问题
I'm writing a language interpreter in C, and my string
type contains a length
attribute, like so:
struct String
{
char* characters;
size_t length;
};
Because of this, I have to spend a lot of time in my interpreter handling this kind of string manually since C doesn't include built-in support for it. I've considered switching to simple null-terminated strings just to comply with the underlying C, but there seem to be a lot of reasons not to:
Bounds-checking is built-in if you use "length" instead of looking for a null.
You have to traverse the entire string to find its length.
You have to do extra stuff to handle a null character in the middle of a null-terminated string.
Null-terminated strings deal poorly with Unicode.
Non-null-terminated strings can intern more, i.e. the characters for "Hello, world" and "Hello" can be stored in the same place, just with different lengths.

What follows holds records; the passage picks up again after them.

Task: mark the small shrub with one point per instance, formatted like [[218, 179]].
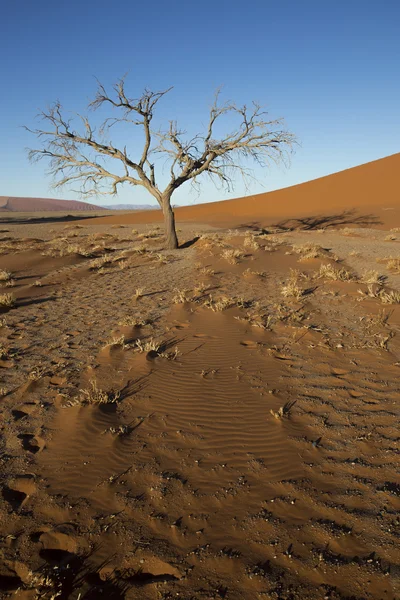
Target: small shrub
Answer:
[[7, 300], [330, 272], [181, 296], [232, 256], [5, 275], [283, 411], [95, 395]]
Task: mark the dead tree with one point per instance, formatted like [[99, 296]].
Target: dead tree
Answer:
[[86, 156]]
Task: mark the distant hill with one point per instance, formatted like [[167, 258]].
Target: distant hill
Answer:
[[371, 190], [129, 207], [18, 204]]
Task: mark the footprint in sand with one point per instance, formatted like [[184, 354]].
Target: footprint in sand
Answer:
[[31, 443]]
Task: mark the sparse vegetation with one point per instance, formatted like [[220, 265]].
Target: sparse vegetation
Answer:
[[5, 275], [94, 395], [181, 296], [7, 300], [372, 277], [232, 255], [283, 411], [147, 346], [330, 272]]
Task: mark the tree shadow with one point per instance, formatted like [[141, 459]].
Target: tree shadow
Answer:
[[321, 221], [23, 220], [189, 243], [30, 301], [346, 217]]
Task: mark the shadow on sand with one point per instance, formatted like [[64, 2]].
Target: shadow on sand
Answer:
[[24, 220], [322, 221]]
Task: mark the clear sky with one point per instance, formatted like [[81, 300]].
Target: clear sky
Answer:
[[331, 68]]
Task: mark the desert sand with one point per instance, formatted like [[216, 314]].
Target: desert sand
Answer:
[[14, 204], [219, 421]]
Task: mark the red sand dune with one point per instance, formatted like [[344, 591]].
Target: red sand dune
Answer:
[[14, 204], [369, 189]]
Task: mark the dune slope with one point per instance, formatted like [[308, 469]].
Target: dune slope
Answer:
[[22, 204], [370, 190]]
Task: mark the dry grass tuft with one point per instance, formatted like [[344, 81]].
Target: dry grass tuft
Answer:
[[7, 300], [117, 341], [284, 411], [219, 304], [392, 297], [95, 395], [346, 231], [181, 296], [250, 241], [139, 293], [232, 255], [372, 277], [129, 321], [149, 346], [330, 272], [392, 264], [207, 271], [5, 275]]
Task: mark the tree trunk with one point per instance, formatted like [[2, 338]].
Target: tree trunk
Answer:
[[169, 224]]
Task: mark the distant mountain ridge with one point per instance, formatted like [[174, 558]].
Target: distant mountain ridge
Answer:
[[26, 204], [129, 207]]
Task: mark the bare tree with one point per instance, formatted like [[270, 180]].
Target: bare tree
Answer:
[[84, 155]]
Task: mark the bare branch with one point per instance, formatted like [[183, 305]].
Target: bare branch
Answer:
[[87, 157]]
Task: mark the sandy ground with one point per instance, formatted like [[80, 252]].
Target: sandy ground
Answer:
[[219, 421]]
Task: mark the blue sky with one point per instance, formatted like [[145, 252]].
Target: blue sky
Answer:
[[331, 69]]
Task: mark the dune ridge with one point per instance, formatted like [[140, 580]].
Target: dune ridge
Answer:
[[371, 187], [27, 204]]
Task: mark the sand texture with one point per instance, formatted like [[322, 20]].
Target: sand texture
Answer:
[[219, 421]]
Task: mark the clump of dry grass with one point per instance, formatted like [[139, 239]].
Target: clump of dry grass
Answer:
[[141, 249], [139, 293], [392, 297], [292, 290], [219, 304], [371, 276], [148, 346], [94, 395], [133, 321], [4, 352], [250, 241], [98, 263], [232, 255], [283, 411], [7, 300], [346, 231], [330, 272], [5, 275], [181, 296], [117, 341], [392, 264], [207, 271], [250, 272], [200, 289]]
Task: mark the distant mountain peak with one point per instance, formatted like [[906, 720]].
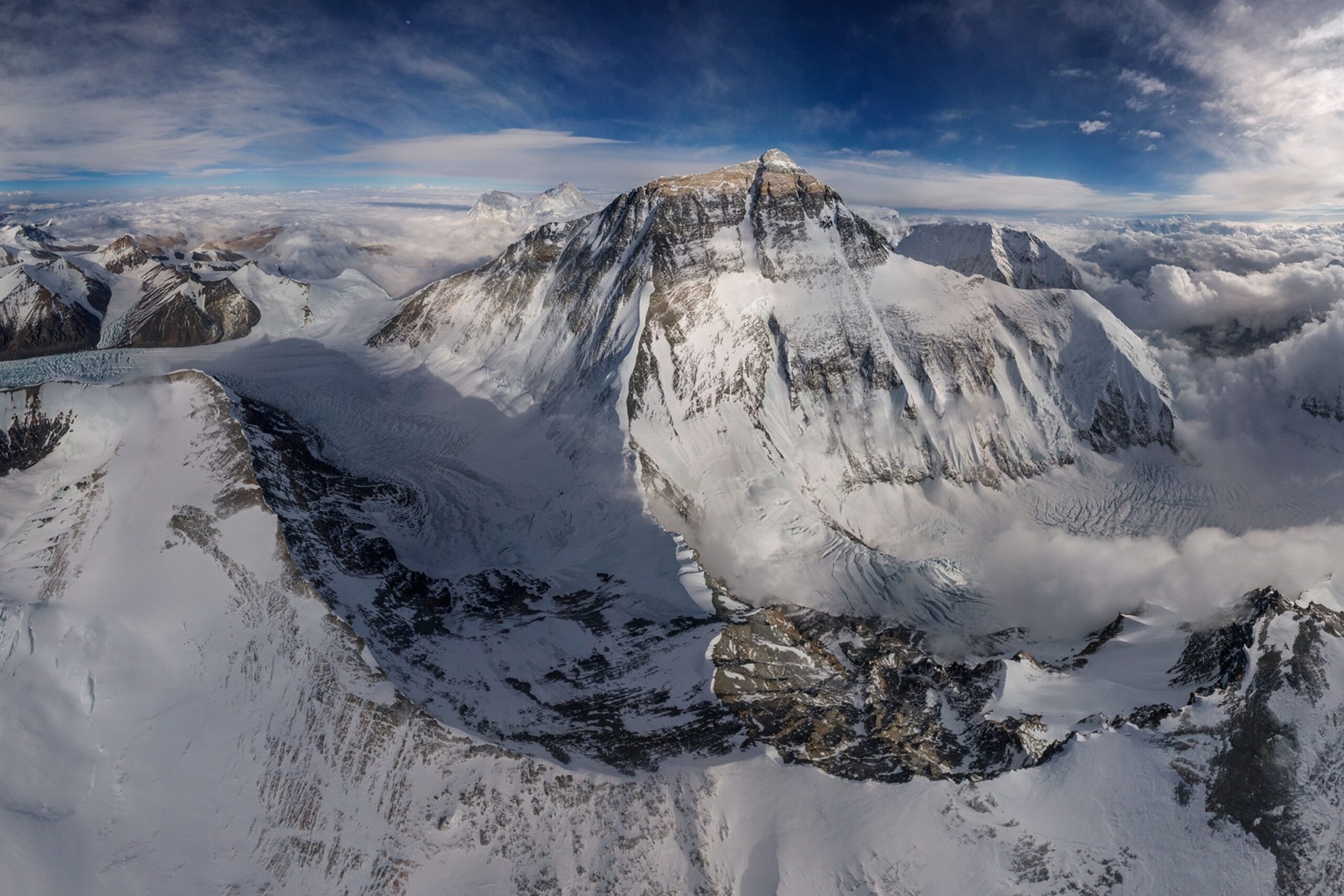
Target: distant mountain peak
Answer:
[[779, 160], [980, 249]]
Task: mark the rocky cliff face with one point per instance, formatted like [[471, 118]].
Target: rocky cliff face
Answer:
[[123, 254], [47, 308], [178, 308], [1006, 256], [33, 434], [754, 335]]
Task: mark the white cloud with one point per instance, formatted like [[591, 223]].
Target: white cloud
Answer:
[[1143, 83], [1278, 105]]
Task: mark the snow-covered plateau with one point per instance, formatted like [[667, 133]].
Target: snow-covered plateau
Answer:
[[711, 542]]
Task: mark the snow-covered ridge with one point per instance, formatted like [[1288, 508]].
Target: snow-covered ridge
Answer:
[[558, 203], [754, 331], [1006, 256]]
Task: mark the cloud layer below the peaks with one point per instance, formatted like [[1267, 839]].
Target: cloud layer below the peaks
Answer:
[[1144, 109]]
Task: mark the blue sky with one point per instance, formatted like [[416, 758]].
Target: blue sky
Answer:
[[1129, 107]]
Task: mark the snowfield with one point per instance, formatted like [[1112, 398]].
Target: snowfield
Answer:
[[699, 544]]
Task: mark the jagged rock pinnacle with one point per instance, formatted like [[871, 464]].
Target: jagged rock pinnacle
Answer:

This can't be done with null-terminated strings.
String slice (note: strings are immutable in my language). Obviously the second is slower (and more error-prone: think about adding error-checking of begin
and end
to both functions).
struct String slice(struct String in, size_t begin, size_t end)
{
struct String out;
out.characters = in.characters + begin;
out.length = end - begin;
return out;
}
char* slice(char* in, size_t begin, size_t end)
{
char* out = malloc(end - begin + 1);
for(int i = 0; i < end - begin; i++)
out[i] = in[i + begin];
out[end - begin] = '\0';
return out;
}
After all this, my thinking is no longer about whether I should use null-terminated strings: I'm thinking about why C uses them!

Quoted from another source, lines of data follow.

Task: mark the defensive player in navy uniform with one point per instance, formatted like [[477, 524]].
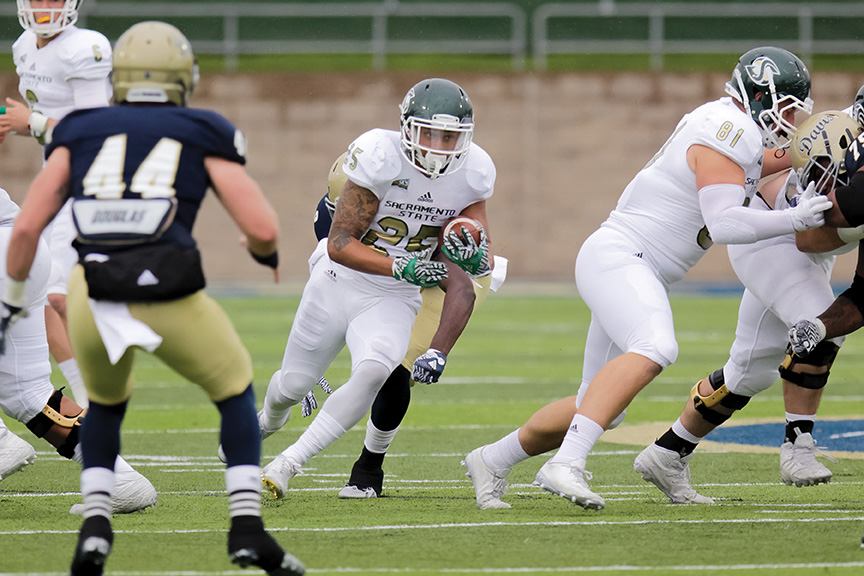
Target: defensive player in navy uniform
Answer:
[[439, 323], [138, 172], [402, 186], [846, 313]]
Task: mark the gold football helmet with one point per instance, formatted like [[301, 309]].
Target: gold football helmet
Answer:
[[819, 147], [153, 62]]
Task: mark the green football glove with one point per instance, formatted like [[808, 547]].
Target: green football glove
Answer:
[[466, 253], [419, 270]]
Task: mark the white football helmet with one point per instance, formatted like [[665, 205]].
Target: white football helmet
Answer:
[[58, 19], [819, 147]]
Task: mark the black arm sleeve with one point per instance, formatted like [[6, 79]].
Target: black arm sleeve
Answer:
[[850, 200]]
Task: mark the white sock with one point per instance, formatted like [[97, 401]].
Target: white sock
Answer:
[[679, 429], [323, 431], [505, 453], [793, 417], [120, 465], [70, 371], [97, 486], [580, 438], [378, 441], [244, 490]]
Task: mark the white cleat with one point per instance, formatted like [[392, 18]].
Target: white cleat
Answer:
[[132, 493], [568, 481], [489, 484], [277, 474], [798, 464], [670, 473], [15, 453], [351, 492]]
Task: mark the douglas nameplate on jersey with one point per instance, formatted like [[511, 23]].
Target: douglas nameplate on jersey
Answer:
[[126, 220]]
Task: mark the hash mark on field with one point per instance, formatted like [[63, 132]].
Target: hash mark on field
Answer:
[[498, 570], [452, 525]]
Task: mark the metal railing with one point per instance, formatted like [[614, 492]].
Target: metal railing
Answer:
[[376, 37], [378, 45], [657, 45]]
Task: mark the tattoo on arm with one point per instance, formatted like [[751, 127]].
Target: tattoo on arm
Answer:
[[355, 210], [842, 317]]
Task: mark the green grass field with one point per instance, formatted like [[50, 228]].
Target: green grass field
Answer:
[[517, 354]]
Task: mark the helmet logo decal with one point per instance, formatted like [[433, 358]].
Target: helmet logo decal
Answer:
[[762, 70]]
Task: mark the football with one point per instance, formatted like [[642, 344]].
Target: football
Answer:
[[473, 226]]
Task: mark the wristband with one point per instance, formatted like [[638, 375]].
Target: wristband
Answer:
[[14, 295], [848, 235], [271, 260], [38, 124]]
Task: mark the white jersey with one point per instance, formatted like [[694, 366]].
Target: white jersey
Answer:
[[659, 210], [412, 207], [45, 73]]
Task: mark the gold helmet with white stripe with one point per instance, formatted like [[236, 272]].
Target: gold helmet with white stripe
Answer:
[[154, 63]]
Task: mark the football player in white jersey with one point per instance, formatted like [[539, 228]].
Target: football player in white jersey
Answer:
[[764, 317], [26, 391], [364, 289], [440, 322], [60, 68], [691, 194]]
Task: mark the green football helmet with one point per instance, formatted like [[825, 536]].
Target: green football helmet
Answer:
[[153, 62], [819, 147], [858, 107], [767, 81], [438, 105]]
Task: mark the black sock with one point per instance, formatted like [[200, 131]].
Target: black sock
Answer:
[[798, 427], [675, 443]]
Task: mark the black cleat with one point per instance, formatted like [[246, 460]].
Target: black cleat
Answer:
[[94, 545], [250, 545], [367, 477]]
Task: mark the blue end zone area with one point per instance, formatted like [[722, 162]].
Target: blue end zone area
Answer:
[[843, 435]]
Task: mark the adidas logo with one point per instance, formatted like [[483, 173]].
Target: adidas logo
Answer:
[[147, 278]]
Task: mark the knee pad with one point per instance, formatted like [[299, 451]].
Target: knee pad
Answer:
[[67, 449], [50, 415], [721, 396], [822, 356]]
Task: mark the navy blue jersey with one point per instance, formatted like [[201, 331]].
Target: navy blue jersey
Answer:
[[137, 180]]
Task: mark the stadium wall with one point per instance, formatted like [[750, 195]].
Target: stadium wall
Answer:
[[565, 146]]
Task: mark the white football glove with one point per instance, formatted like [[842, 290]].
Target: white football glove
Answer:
[[808, 213], [309, 403], [419, 270], [466, 253], [429, 366], [805, 335]]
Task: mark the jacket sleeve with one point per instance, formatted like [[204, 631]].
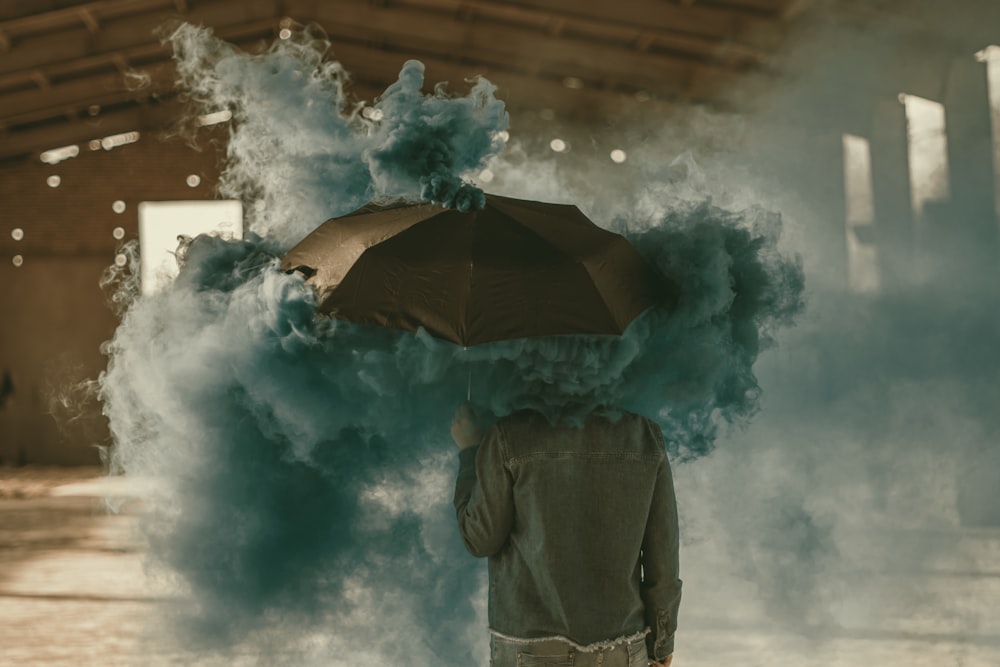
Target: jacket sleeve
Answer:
[[484, 496], [661, 584]]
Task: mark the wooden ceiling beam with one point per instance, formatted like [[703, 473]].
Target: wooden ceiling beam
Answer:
[[505, 47], [70, 17], [703, 21], [519, 92], [124, 33], [32, 105], [80, 131], [591, 27], [36, 105]]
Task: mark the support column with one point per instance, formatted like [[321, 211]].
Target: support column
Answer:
[[893, 229], [965, 228]]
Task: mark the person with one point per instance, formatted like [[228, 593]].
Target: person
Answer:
[[579, 525]]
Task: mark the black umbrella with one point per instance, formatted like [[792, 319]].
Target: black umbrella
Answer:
[[514, 269]]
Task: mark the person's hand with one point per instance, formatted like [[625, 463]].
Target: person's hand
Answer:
[[467, 426]]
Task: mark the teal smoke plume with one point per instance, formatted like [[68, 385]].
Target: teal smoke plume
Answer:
[[304, 465]]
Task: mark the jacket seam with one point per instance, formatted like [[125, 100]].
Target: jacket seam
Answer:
[[623, 456]]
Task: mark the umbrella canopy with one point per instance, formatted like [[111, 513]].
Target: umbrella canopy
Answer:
[[514, 269]]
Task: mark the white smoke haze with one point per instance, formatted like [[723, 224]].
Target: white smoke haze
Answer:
[[305, 466]]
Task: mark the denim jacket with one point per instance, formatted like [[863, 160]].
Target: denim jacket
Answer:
[[580, 527]]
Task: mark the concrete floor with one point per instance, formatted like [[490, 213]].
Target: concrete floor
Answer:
[[73, 592]]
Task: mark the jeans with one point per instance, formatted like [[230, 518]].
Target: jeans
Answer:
[[557, 653]]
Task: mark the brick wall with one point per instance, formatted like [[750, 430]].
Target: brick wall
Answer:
[[53, 314]]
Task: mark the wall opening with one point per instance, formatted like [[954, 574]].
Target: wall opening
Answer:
[[160, 225], [991, 56], [862, 251], [927, 150]]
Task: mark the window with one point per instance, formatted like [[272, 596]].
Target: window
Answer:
[[160, 223]]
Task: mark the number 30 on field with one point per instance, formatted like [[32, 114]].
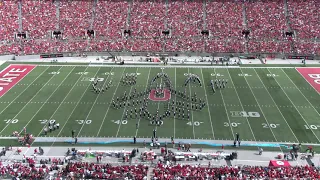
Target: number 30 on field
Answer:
[[11, 121], [81, 121]]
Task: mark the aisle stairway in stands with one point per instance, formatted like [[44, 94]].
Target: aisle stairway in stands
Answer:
[[150, 172], [245, 25], [57, 4], [288, 22]]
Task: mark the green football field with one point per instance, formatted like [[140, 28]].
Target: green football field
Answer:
[[261, 104]]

So my question is: are there any benefits to null-termination that I'm missing?
回答1:
The usual solution is to do both - keep the length and maintain the null terminator. It's not much extra work and means that you are always ready to pass the string to any function.
Null-terminated strings are often a drain on performance, for the obvious reason that the time taken to discover the length depends on the length. On the plus side, they are the standard way of representing strings in C, so you have little choice but to support them if you want to use most C libraries.
回答2:
From Joel's Back to Basics:
Why do C strings work this way? It's because the PDP-7 microprocessor, on which UNIX and the C programming language were invented, had an ASCIZ string type. ASCIZ meant "ASCII with a Z (zero) at the end."

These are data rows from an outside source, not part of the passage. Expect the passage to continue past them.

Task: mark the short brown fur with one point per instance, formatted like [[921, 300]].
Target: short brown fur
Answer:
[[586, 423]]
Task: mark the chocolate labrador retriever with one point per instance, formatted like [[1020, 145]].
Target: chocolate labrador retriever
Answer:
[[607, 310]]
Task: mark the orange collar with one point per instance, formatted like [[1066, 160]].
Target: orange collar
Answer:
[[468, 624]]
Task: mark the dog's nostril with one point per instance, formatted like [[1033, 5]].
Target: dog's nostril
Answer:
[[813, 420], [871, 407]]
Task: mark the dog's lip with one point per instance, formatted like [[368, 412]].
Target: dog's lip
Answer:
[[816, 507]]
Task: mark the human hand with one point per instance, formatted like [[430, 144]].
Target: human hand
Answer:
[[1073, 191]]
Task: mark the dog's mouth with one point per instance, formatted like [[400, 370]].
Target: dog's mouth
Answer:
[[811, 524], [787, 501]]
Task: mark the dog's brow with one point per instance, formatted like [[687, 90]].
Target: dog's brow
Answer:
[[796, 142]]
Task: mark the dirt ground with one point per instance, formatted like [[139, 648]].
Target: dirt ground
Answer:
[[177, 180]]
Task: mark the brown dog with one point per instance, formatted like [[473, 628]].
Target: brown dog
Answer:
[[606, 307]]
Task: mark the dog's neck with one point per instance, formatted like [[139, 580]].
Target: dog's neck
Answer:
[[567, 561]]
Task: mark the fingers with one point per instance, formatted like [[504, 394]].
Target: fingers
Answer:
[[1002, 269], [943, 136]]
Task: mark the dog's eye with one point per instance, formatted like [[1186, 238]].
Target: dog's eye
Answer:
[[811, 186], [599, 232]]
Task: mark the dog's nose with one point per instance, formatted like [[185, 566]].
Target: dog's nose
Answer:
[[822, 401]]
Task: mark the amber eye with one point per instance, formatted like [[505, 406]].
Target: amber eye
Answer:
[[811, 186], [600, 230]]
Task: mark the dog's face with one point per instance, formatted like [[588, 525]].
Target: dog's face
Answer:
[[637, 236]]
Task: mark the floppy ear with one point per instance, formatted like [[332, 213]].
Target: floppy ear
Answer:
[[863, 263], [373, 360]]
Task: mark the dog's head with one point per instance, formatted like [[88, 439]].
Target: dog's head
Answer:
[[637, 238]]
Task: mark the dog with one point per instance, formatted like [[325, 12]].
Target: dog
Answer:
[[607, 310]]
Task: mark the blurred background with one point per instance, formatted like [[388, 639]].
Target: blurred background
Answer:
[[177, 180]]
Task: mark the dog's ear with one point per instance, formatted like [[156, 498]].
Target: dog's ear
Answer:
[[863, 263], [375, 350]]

Is this the only way to store strings? No, in fact, it's one of the worst ways to store strings. For non-trivial programs, APIs, operating systems, class libraries, you should avoid ASCIZ strings like the plague.
回答3:
One benefit is that with null-termination any tail of a null-terminated string is also a null-terminated string. If you need to pass a substring starting with Nth character (provided there's no buffer overrun) into some string-handling function - no problem, just pass the offseeted address there. When storing size in some other way you would need to construct a new string.
回答4:
One advantage of nul-terminated strings is that if you are walking through a string character-by-character, you only need to keep a single pointer to address the string:
while (*s)
{
*s = toupper(*s);
s++;
}
whereas for strings without sentinels, you need to keep two bits of state around: either a pointer and index:
while (i < s.length)
{
s.data[i] = toupper(s.data[i]);
i++;
}
...or a current pointer and a limit:
s_end = s + length;
while (s < s_end)
{
*s = toupper(*s);
s++;
}
When CPU registers were a scarce resource (and compilers were worse at allocating them), this was important. Now, not so much.
回答5:
Slightly offtopic, but there's a more efficient way to do length-prefixed strings than the way you describe. Create a struct like this (valid in C99 and up):
struct String
{
size_t length;
char characters[0];
}
This creates a struct that has the length at the start, with the 'characters' element usable as a char* just as you would with your current struct. The difference, however, is that you can allocate only a single item on the heap for each string, instead of two. Allocate your strings like this:
mystr = malloc(sizeof(String) + strlen(cstring))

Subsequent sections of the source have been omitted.